"Masa iya gara-gara merhatiin label gitu doang mama bisa mutusin dia istri-able atau enggak."

Mata sang mama memicing pada anak lelakinya, "Seenggaknya kalau dia merhatiin label begitu, dia pasti nyuci bajunya sendiri, Dan."

Kali ini Madan tertawa kecil.

Yang tidak ia duga, setelahnya sang mama menghampiri wanita muda tersebut dan menepuk bahunya. Madan mulai mengira-ngira hal mengerikan apa yang akan mamanya lakukan. Terakhir kali, ia ingat sang mama memaksanya untuk mendaftar di salah satu biro jodoh, demi keinginannya untuk menimang cucu sebelum berumur enam puluh lima.

"Mbak?"

Seketika setelah wanita muda itu menoleh, senyum di wajah sang mama mengabur, diikuti dengan melebarnya tatapan sang anak oleh keterkejutan.

] [

Di bagian belahan bumi yang paling tidak terduga, Khanza bertemu dengan pria yang setengah mati dihindarinya.

Dua hari yang lalu ia baru saja tiba di Jakarta dan langsung mengambil penerbangan ke Malang.

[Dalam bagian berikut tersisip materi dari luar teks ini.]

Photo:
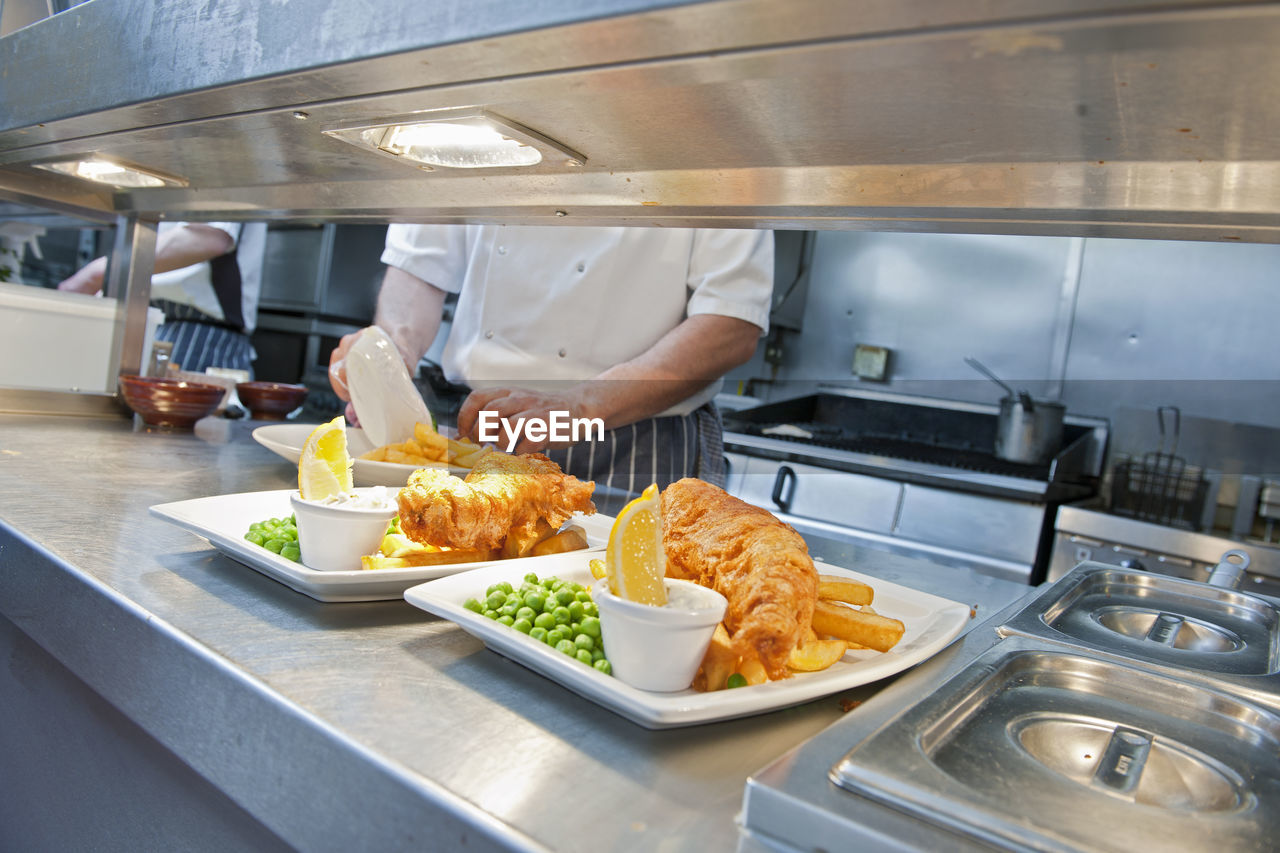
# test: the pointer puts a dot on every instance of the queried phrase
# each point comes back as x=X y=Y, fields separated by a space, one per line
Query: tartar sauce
x=371 y=498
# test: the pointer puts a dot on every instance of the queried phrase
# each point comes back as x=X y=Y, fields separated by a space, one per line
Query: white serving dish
x=931 y=624
x=224 y=519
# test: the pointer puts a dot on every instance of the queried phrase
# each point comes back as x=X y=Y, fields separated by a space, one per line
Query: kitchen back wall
x=1114 y=328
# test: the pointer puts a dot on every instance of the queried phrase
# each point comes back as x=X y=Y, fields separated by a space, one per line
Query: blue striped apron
x=658 y=450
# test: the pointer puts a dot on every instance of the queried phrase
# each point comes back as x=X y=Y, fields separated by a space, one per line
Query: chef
x=631 y=325
x=208 y=278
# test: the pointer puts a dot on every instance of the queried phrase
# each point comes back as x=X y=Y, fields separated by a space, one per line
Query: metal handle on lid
x=780 y=482
x=1229 y=569
x=1165 y=629
x=1124 y=760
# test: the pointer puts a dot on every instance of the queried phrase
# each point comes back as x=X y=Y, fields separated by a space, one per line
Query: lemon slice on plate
x=324 y=466
x=634 y=560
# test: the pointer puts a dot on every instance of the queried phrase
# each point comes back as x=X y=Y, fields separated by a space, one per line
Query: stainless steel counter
x=341 y=726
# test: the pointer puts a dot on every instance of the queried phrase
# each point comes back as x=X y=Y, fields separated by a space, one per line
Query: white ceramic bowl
x=334 y=537
x=658 y=648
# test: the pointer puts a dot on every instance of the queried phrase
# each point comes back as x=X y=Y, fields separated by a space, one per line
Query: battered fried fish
x=502 y=496
x=759 y=564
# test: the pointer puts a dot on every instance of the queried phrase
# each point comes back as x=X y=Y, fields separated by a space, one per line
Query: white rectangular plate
x=287 y=441
x=931 y=624
x=224 y=520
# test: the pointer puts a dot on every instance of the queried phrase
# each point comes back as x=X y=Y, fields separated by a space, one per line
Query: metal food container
x=1034 y=747
x=1114 y=710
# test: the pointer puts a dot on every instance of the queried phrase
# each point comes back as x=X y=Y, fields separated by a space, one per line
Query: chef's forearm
x=408 y=310
x=192 y=243
x=698 y=351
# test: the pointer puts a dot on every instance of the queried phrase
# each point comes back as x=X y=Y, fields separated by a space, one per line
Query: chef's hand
x=86 y=279
x=338 y=372
x=513 y=404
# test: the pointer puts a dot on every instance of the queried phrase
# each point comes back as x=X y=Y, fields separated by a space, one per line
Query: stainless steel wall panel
x=932 y=300
x=979 y=524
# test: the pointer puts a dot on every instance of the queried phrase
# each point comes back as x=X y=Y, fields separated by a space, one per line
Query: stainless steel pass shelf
x=1032 y=117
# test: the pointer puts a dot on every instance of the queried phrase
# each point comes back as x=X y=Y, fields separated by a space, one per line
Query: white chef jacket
x=193 y=284
x=543 y=305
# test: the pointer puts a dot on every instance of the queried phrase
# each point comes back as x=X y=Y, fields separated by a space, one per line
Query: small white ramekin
x=334 y=537
x=657 y=648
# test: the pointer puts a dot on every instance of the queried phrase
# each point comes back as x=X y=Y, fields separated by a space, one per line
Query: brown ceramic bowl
x=170 y=402
x=270 y=400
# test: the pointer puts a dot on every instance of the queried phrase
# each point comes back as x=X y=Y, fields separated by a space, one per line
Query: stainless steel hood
x=1032 y=117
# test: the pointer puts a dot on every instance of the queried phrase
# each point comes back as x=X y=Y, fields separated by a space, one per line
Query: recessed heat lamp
x=457 y=140
x=113 y=173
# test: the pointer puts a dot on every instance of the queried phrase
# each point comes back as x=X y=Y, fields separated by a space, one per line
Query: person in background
x=208 y=278
x=632 y=325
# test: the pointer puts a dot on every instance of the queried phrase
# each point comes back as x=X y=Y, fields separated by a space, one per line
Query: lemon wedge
x=324 y=466
x=634 y=560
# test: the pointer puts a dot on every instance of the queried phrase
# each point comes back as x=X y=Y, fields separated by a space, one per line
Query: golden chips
x=429 y=447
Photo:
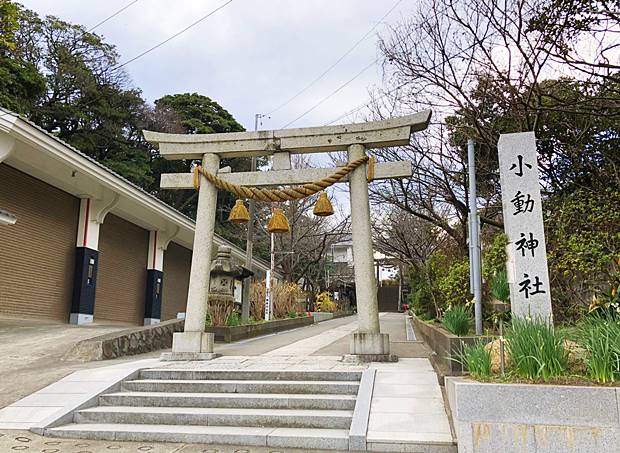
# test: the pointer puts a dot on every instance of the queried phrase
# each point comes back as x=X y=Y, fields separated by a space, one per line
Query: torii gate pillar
x=194 y=343
x=367 y=341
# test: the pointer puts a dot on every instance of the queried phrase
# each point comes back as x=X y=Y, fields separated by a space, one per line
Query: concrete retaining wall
x=126 y=342
x=507 y=418
x=320 y=316
x=447 y=346
x=230 y=334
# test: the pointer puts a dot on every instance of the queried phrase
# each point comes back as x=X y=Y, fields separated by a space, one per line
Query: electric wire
x=193 y=24
x=372 y=63
x=387 y=93
x=112 y=16
x=357 y=43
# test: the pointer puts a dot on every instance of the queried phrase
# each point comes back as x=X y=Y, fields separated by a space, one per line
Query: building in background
x=88 y=245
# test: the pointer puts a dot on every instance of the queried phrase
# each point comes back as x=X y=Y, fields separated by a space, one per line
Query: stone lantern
x=223 y=276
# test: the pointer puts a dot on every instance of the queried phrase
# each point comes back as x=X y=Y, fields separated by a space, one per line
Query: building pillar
x=92 y=213
x=194 y=343
x=154 y=279
x=367 y=341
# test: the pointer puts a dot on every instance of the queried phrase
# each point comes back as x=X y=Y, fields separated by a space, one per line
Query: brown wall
x=37 y=253
x=121 y=278
x=177 y=263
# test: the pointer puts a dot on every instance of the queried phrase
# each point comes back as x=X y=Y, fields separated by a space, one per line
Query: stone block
x=499 y=437
x=361 y=413
x=536 y=404
x=197 y=342
x=187 y=356
x=364 y=343
x=551 y=439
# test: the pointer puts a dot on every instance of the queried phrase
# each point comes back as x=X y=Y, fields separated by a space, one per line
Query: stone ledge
x=447 y=346
x=548 y=418
x=126 y=342
x=230 y=334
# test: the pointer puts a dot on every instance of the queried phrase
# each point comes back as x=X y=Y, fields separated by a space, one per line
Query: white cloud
x=251 y=56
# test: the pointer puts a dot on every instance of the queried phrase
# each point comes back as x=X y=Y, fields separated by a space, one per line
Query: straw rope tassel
x=196 y=178
x=370 y=172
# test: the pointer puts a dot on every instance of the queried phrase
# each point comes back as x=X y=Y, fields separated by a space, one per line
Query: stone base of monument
x=187 y=356
x=367 y=358
x=375 y=347
x=191 y=346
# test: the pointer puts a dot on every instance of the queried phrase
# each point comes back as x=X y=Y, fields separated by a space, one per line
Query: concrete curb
x=361 y=413
x=55 y=404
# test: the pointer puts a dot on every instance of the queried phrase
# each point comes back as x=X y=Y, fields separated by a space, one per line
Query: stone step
x=240 y=386
x=285 y=418
x=229 y=400
x=250 y=375
x=320 y=439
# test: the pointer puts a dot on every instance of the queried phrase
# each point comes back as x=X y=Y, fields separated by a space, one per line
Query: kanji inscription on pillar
x=527 y=270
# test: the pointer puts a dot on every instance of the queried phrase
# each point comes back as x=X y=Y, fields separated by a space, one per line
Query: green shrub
x=477 y=359
x=536 y=349
x=500 y=288
x=600 y=337
x=233 y=320
x=457 y=319
x=494 y=257
x=454 y=286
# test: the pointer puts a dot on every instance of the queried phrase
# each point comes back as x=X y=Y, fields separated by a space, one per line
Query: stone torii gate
x=194 y=343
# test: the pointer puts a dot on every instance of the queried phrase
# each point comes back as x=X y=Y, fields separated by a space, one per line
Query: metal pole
x=474 y=239
x=249 y=245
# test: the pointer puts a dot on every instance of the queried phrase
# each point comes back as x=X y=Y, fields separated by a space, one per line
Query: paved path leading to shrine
x=407 y=406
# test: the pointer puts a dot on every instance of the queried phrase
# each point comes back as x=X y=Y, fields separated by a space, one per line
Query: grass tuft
x=600 y=337
x=536 y=349
x=457 y=320
x=477 y=359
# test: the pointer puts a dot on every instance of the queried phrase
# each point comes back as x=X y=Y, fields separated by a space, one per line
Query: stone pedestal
x=365 y=343
x=191 y=346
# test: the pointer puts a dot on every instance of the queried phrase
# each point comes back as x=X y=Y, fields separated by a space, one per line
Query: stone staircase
x=295 y=409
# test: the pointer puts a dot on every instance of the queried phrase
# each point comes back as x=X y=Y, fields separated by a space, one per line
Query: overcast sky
x=251 y=56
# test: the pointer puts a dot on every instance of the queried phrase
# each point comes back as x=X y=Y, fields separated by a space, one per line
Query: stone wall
x=507 y=418
x=126 y=342
x=229 y=334
x=447 y=347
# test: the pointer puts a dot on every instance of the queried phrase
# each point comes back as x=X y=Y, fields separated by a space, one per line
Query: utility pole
x=474 y=239
x=245 y=299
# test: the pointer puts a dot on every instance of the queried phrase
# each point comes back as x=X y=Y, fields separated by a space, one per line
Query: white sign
x=268 y=296
x=528 y=275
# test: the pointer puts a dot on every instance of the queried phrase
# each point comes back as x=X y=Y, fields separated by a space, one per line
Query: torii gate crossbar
x=194 y=343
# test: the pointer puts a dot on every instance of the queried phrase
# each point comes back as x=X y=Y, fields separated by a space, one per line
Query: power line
x=357 y=43
x=372 y=63
x=113 y=15
x=361 y=106
x=209 y=14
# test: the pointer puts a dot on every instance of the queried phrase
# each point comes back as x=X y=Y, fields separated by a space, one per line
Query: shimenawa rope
x=278 y=195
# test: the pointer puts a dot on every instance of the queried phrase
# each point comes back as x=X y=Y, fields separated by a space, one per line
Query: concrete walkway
x=406 y=411
x=33 y=350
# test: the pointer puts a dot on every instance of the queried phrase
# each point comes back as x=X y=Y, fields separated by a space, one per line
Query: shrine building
x=87 y=245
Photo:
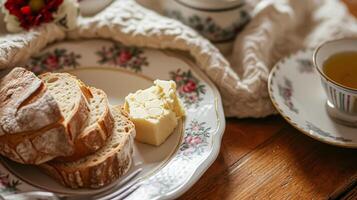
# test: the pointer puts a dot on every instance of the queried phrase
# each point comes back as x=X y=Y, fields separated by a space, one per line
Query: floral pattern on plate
x=294 y=86
x=190 y=89
x=123 y=56
x=312 y=127
x=199 y=137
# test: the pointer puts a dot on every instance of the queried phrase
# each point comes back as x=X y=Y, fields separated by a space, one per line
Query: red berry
x=26 y=10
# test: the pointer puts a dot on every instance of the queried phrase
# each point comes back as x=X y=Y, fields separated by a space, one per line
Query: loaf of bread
x=66 y=128
x=105 y=165
x=98 y=128
x=25 y=103
x=71 y=97
x=53 y=138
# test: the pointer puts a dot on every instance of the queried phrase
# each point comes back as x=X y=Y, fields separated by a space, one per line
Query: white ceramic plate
x=296 y=91
x=168 y=170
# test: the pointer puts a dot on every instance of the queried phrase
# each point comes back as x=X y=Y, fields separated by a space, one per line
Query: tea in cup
x=336 y=63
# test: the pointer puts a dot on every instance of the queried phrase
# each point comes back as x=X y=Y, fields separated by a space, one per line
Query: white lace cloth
x=278 y=28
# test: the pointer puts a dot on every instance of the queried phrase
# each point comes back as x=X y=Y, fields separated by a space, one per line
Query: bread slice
x=98 y=128
x=42 y=145
x=71 y=97
x=25 y=103
x=106 y=165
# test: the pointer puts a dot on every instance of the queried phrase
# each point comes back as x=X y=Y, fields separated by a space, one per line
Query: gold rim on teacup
x=319 y=68
x=341 y=101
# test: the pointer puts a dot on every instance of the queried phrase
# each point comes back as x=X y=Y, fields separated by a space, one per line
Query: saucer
x=296 y=92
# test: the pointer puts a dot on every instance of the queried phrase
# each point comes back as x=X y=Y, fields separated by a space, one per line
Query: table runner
x=277 y=29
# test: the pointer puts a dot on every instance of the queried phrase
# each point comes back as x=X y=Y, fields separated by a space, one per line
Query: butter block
x=155 y=112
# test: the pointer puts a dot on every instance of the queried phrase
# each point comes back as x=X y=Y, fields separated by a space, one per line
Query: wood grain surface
x=269 y=159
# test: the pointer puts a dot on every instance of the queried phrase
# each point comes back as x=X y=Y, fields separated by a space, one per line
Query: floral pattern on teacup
x=123 y=56
x=189 y=87
x=305 y=66
x=55 y=60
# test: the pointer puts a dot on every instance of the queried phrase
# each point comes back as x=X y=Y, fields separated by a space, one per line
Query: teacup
x=341 y=101
x=217 y=20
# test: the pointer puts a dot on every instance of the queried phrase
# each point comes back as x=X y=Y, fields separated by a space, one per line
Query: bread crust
x=95 y=135
x=26 y=99
x=95 y=173
x=77 y=120
x=38 y=147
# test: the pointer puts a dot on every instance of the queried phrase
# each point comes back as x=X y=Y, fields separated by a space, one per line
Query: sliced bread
x=36 y=147
x=25 y=103
x=98 y=128
x=106 y=165
x=71 y=97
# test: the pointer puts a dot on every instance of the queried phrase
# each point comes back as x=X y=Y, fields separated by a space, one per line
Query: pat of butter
x=155 y=112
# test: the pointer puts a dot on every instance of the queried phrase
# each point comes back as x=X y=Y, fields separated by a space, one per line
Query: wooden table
x=269 y=159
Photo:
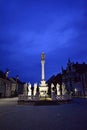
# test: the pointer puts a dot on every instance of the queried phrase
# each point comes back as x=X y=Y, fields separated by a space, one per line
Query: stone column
x=43 y=62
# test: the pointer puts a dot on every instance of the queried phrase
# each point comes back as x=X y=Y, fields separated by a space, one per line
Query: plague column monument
x=43 y=86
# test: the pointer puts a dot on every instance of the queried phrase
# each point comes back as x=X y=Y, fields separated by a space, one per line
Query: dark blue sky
x=29 y=27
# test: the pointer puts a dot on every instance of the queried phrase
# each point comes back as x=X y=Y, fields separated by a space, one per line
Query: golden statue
x=43 y=56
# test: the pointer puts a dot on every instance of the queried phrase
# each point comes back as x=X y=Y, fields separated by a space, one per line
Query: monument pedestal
x=43 y=89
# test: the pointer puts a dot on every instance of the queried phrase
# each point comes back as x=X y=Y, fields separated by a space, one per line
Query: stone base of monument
x=43 y=101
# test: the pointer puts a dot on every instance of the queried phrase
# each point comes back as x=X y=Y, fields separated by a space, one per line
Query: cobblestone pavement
x=71 y=116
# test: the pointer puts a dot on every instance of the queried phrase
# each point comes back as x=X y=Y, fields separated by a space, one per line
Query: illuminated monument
x=43 y=88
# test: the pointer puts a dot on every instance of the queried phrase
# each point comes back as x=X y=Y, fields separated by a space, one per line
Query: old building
x=75 y=78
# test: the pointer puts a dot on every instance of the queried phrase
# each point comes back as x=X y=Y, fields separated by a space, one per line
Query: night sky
x=29 y=27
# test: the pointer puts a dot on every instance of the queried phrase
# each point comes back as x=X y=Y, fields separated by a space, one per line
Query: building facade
x=75 y=78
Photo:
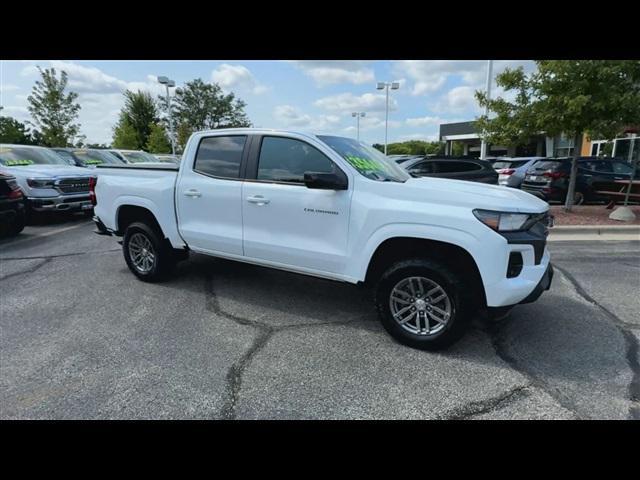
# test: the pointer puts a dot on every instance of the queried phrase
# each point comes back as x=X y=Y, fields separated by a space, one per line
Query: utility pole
x=358 y=115
x=169 y=83
x=483 y=145
x=385 y=86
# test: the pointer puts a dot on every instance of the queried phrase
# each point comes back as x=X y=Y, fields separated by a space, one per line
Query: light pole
x=385 y=86
x=169 y=83
x=483 y=145
x=358 y=115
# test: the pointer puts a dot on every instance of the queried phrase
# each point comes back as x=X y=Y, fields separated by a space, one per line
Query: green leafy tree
x=202 y=106
x=53 y=110
x=414 y=147
x=596 y=97
x=14 y=131
x=158 y=140
x=139 y=114
x=124 y=135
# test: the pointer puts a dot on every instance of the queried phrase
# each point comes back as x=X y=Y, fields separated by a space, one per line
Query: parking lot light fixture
x=167 y=82
x=386 y=86
x=358 y=115
x=483 y=145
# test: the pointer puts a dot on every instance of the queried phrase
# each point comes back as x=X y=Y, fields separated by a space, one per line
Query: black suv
x=549 y=178
x=457 y=168
x=12 y=217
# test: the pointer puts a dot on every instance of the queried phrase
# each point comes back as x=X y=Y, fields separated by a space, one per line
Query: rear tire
x=447 y=309
x=147 y=253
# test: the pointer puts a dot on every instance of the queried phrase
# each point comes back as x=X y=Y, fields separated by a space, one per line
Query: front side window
x=21 y=156
x=422 y=168
x=621 y=167
x=368 y=161
x=220 y=156
x=96 y=157
x=287 y=159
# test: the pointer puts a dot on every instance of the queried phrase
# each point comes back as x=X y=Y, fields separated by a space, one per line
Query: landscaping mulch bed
x=590 y=215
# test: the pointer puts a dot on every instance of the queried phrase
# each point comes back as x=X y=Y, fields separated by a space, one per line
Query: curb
x=594 y=232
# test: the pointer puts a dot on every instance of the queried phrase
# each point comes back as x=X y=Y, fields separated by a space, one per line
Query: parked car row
x=457 y=168
x=548 y=178
x=38 y=179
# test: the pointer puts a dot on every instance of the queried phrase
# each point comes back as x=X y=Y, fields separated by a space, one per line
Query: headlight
x=506 y=221
x=41 y=182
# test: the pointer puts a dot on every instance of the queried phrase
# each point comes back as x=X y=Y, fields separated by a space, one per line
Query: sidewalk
x=592 y=222
x=590 y=215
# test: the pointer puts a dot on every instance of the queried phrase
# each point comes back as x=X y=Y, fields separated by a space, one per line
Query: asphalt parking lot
x=82 y=338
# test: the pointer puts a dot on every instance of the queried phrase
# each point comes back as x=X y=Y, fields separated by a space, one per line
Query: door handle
x=258 y=200
x=192 y=192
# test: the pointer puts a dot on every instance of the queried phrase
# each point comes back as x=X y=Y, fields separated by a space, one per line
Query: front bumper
x=69 y=203
x=543 y=285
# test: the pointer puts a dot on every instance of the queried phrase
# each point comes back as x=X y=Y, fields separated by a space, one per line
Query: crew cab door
x=209 y=195
x=284 y=221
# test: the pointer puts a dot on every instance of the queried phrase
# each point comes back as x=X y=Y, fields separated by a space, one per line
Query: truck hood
x=47 y=171
x=471 y=194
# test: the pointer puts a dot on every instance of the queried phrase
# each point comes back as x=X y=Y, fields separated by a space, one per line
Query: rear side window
x=286 y=160
x=603 y=166
x=620 y=167
x=220 y=156
x=457 y=167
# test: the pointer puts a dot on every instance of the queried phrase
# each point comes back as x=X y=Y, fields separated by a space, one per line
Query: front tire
x=146 y=252
x=423 y=304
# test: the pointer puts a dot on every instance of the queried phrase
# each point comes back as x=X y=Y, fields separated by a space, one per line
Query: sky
x=316 y=96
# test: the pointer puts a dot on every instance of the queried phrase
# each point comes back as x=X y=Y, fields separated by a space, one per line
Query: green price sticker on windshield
x=364 y=164
x=13 y=163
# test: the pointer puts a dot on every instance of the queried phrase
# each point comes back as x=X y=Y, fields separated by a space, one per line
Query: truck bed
x=147 y=186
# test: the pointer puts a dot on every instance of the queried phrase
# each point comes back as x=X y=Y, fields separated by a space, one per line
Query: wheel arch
x=397 y=248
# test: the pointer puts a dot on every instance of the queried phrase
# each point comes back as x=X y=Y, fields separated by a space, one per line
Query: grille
x=73 y=185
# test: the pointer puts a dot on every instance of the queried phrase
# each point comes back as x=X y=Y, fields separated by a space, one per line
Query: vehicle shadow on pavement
x=274 y=297
x=572 y=350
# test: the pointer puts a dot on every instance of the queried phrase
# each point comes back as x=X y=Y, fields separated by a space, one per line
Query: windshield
x=139 y=157
x=23 y=156
x=96 y=157
x=368 y=161
x=509 y=164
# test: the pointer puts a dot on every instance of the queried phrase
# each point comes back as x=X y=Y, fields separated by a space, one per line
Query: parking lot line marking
x=46 y=234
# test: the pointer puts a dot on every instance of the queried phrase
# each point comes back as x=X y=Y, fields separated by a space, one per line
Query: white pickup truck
x=437 y=252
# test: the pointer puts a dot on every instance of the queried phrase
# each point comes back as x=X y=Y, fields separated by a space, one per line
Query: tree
x=412 y=147
x=202 y=106
x=124 y=135
x=596 y=97
x=158 y=140
x=54 y=111
x=138 y=115
x=14 y=131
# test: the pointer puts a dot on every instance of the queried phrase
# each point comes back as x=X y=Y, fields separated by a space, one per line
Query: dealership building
x=466 y=134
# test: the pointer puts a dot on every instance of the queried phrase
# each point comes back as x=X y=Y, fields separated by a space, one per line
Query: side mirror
x=326 y=181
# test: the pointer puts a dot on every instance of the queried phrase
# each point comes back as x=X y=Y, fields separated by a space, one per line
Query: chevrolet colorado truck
x=436 y=252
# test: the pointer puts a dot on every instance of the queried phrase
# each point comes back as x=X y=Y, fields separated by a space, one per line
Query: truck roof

Kemarin, ia mengistirahatkan diri sepenuhnya, mencoba membiasakan diri menghirup udara dari kota yang sarat akan pahit masa lalunya.

Dan ketika ia telah terbiasa, sosok itu muncul seenak jidatnya.

Khanza tidak pernah ingat kalau lelaki itu suka berbelanja ataupun menemani siapapun berbelanja. Maka ketika mendapati ptia itu mencengkeram erat pegangan troli, Khanza tak bisa menahan dirinya untuk tersenyum.

Oh, bukan tersenyum pada pria itu, tapi tersenyum pada sesosok wanita yang barusan menepuk bahunya, yang ia kenali sebagai ibu dari pria yang mematung di belakangnya.

"Eh, Tante." Ia meraih tangan wanita itu dan menciumnya, "Apa kabar, Tan?"

Khanza dapat melihat wanita di depannya tersenyum kaku, "Baik, Za. Kamu ngapain disini?"

Ia tertawa dalam hati mendengar pertanyaan tersebut. Memangnya apa lagi yang ia lakukan kalau sekarang ia berada di supermarket? Mencari ubur-ubur?

"Belanja, Tan. Biasa," jawabnya, kontras dengan apa yang baru ia pikirkan.

"Oh, gimana kabar mama kamu? Sehat?"

Khanza mengangguk, "Alhamdulillah, sehat, Tan."

"Alhamdulillah kalau gitu." Wanita itu menimpali.

Khanza dapat melihat gerak-gerik tak nyaman yang ditunjukkan wanita di hadapannya. Ia lantas berbasa-basi sedikit, mencoba untuk mencairkan suasana. Setidaknya ia harus terlihat kuat dan baik-baik saja, di mata pria itu.

"Yaudah kalau gitu. Tante kesana dulu, ya, Za?"

Khanza menganggukkan kepala, bersyukur karena ia tidak perlu menjadi orang pertama yang pergi.

Sekelebatan kemudian, sosok wanita itu tergantikan dengan sosok pria yang tingginya mengintimidasi Khanza. Tidak, pria itu tidak melakukan apapun selain hanya memandanginya.

"Enggak ngikutin mama kamu?" Khanza bertanya, kikuk.

Pria itu mengangguk pelan, namun bergeming dari tempatnya berdiri. Ketika mulutnya mulai membuka, Khanza mengambil langkah cepat untuk berbicara.

"Kalau gitu, aku kesana dulu, ya. Bye."

Khanza tersenyum, lantas dalam hitungan detik berikutnya ia melangkah pergi.

Menjauh sejauh-jauhnya sebelum luka lamanya menganga kembali.

] [

"Sejak kapan kamu jadi suka minum teh?"